As a technology leader I face a lot of resistance from employers, partners and co-workers regarding the usage of new technology. I spent a great deal of time each day reading technical blogs and learning about new technologies. I test drive new tools and applications almost daily to see what is out there and the benefit they offer.
I am always very cautious about whether a new application, service or tool will actually add value to a company and its process. This are can really be a double edge sword. There is an amazing number of tools out their in this 2.0 age, this also means many of these tools could go away at any moment. You have to ask of a company:
- What is their business / revenue model?
- What is their support structure?
- What is their pricing model?
- How are other people using this tool?
- You have to ask a lot of questions about a service provider / vendor before just leaping in.

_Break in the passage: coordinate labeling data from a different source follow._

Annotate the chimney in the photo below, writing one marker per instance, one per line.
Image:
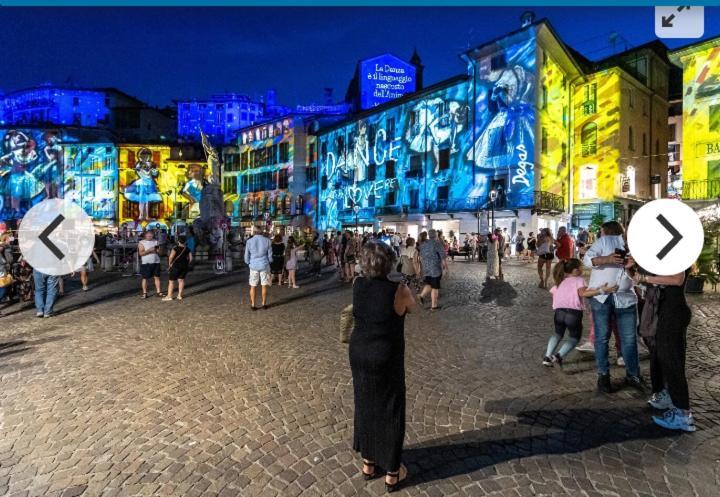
(527, 18)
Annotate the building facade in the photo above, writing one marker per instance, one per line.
(701, 120)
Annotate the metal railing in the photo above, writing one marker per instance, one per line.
(708, 189)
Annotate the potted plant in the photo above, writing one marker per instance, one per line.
(705, 269)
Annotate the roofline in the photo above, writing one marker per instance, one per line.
(393, 103)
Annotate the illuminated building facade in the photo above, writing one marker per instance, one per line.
(431, 158)
(701, 120)
(620, 132)
(265, 178)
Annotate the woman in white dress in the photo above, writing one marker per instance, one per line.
(493, 262)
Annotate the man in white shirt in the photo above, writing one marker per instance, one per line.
(148, 249)
(606, 258)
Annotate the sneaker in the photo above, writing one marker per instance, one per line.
(674, 419)
(636, 382)
(604, 385)
(587, 347)
(661, 400)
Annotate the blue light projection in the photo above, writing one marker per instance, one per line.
(426, 155)
(385, 78)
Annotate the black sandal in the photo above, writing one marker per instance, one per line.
(373, 475)
(394, 487)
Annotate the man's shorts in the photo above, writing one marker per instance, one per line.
(261, 277)
(148, 271)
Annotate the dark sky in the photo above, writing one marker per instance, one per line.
(161, 54)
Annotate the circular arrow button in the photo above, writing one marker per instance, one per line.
(56, 237)
(665, 237)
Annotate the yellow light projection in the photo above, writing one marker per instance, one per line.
(554, 133)
(150, 184)
(701, 119)
(596, 151)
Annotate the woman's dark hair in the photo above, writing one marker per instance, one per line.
(376, 259)
(563, 268)
(612, 228)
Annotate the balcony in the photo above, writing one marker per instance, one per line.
(708, 189)
(548, 203)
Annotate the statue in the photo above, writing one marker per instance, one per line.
(212, 207)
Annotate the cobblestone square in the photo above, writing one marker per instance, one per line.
(118, 396)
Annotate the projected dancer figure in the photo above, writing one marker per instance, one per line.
(18, 184)
(144, 189)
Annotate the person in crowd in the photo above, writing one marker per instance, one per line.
(493, 257)
(568, 292)
(45, 293)
(179, 264)
(663, 325)
(350, 255)
(520, 246)
(606, 257)
(545, 248)
(532, 246)
(277, 265)
(86, 269)
(149, 252)
(291, 261)
(434, 260)
(409, 263)
(377, 362)
(565, 248)
(502, 239)
(258, 254)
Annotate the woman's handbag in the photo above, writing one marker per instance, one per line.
(347, 323)
(6, 280)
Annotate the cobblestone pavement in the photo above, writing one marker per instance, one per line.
(203, 397)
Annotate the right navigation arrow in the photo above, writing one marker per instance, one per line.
(675, 239)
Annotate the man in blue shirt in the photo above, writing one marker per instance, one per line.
(258, 254)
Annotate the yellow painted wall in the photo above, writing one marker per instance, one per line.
(607, 119)
(553, 167)
(701, 89)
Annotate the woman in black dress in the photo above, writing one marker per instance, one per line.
(277, 265)
(377, 360)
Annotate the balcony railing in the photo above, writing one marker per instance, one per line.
(549, 202)
(708, 189)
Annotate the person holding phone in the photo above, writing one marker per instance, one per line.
(149, 249)
(607, 257)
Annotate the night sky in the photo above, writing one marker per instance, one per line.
(162, 54)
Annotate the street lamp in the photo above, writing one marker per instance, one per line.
(356, 210)
(493, 197)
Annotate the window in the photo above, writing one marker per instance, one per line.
(444, 159)
(498, 62)
(590, 103)
(714, 115)
(588, 138)
(588, 182)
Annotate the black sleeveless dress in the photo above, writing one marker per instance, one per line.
(377, 360)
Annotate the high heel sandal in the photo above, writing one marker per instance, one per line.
(371, 476)
(394, 487)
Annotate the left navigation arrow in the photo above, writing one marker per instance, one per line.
(45, 237)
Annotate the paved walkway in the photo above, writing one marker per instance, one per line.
(203, 397)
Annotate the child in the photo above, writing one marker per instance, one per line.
(567, 295)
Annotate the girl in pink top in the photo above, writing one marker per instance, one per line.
(569, 289)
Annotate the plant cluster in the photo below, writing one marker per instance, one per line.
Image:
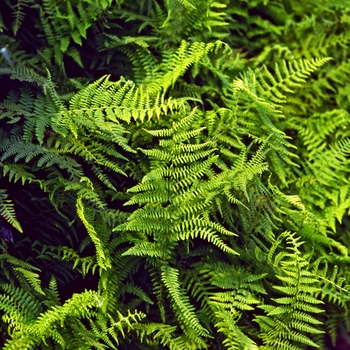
(175, 174)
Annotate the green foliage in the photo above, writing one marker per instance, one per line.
(176, 174)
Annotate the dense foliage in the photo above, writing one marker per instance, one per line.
(175, 174)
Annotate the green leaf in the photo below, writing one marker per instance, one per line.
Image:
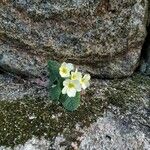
(55, 92)
(53, 68)
(72, 103)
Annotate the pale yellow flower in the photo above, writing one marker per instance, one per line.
(85, 81)
(76, 75)
(65, 69)
(71, 87)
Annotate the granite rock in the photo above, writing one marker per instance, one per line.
(103, 37)
(117, 117)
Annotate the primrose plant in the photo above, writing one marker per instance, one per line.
(66, 83)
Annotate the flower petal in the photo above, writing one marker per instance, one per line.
(70, 66)
(64, 90)
(71, 93)
(66, 82)
(77, 85)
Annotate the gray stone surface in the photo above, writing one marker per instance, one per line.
(104, 37)
(117, 116)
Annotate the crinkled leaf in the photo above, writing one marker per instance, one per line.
(53, 68)
(72, 103)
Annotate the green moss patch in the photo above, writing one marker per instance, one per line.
(22, 119)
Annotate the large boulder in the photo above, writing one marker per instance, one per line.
(104, 37)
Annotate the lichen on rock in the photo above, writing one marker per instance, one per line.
(104, 37)
(126, 99)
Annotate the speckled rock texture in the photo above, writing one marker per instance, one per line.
(145, 61)
(117, 116)
(104, 37)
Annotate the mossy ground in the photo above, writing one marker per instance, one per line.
(22, 119)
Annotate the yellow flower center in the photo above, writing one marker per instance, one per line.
(64, 70)
(73, 77)
(71, 85)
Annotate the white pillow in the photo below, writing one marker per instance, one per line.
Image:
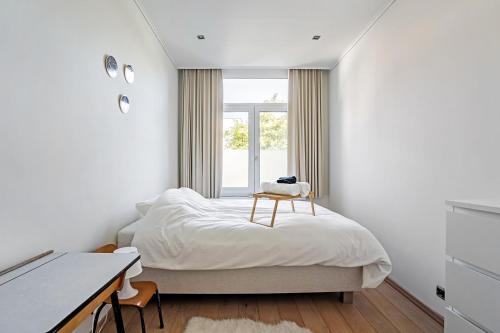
(143, 206)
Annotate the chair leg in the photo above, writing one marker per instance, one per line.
(96, 317)
(141, 313)
(274, 212)
(311, 198)
(158, 303)
(253, 209)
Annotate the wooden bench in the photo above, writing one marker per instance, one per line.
(277, 198)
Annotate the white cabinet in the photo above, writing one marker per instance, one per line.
(473, 266)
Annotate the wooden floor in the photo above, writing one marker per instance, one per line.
(374, 310)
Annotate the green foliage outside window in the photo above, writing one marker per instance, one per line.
(273, 133)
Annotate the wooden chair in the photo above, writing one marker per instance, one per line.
(146, 291)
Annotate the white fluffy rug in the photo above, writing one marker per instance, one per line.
(205, 325)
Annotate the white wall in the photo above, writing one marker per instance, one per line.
(415, 120)
(72, 165)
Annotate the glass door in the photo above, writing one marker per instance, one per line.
(238, 151)
(255, 146)
(271, 146)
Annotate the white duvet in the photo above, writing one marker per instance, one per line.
(184, 231)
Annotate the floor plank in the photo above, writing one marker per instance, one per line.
(209, 307)
(330, 314)
(248, 307)
(310, 315)
(228, 309)
(354, 318)
(268, 309)
(383, 310)
(378, 321)
(397, 318)
(288, 309)
(409, 309)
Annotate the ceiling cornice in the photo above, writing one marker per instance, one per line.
(363, 33)
(140, 7)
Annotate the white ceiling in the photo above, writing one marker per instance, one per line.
(259, 33)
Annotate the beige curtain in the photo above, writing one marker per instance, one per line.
(201, 117)
(307, 127)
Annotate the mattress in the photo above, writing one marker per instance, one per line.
(184, 231)
(126, 234)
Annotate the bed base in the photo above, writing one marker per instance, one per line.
(258, 280)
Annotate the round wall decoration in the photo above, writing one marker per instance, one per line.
(111, 66)
(128, 71)
(124, 103)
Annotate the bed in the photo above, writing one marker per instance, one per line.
(192, 245)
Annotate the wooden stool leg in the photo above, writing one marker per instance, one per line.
(253, 209)
(143, 326)
(311, 198)
(117, 312)
(274, 213)
(96, 317)
(158, 304)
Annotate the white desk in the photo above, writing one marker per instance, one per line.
(56, 292)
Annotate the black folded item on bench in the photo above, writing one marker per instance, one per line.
(287, 180)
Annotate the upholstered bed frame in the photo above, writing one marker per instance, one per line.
(257, 280)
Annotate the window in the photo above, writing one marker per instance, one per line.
(255, 134)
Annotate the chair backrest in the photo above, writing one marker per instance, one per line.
(108, 248)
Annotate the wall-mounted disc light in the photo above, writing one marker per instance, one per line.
(111, 66)
(124, 103)
(128, 71)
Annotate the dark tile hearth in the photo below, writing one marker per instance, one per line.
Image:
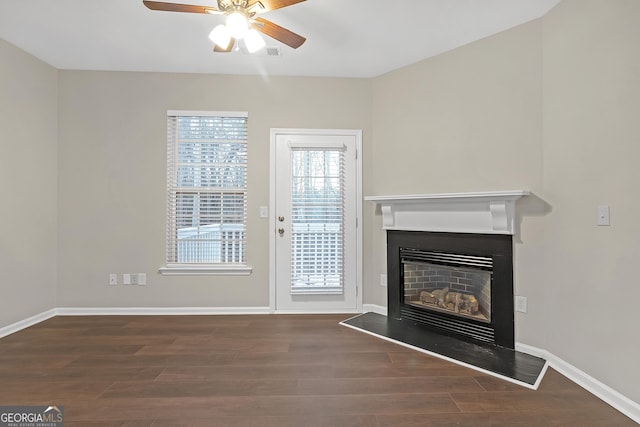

Then you have to start asking internal questions:
- Will this tool provide value?
- Is there an existing process that it can be integrated with, or will new process need to be developed.
- How will people receive this new tool? What are adoption patterns among internal clients?
There is a lot of information to evaluate before integrating third party services and tools into your company. The biggest thing I face at many organizations is just general fear. People are afraid of change and what they don’t know. I constantly face people not understanding something because they have pre-conceived notions about what it is. To the non-techies who are in this position I encourage:
- Don’t worry about what you don’t know.
- Ask questions, don’t worry about dumb questions.
- Don’t always think your IT manager or the geeks in your companies are talking down to you.
- Maybe there is something about the tool or process you are unaware of that would make you more efficient.
- Maybe there is something about the application of the tool the technical manager introducing it doesn’t understand.
- Don’t get defensive about what you don’t know and about change.
It is really hard for geeks to slow down our brains and explain tools to the average user. A common ground needs to be established through questions, discussion, education and process. This can’t happen without dialogue from both sides.
This is a tough thing for both sides of the fence and I know some of us geeks can be less than friendly about explaining or pushing new technologies. But the place to start is with some dialogue and asking questions.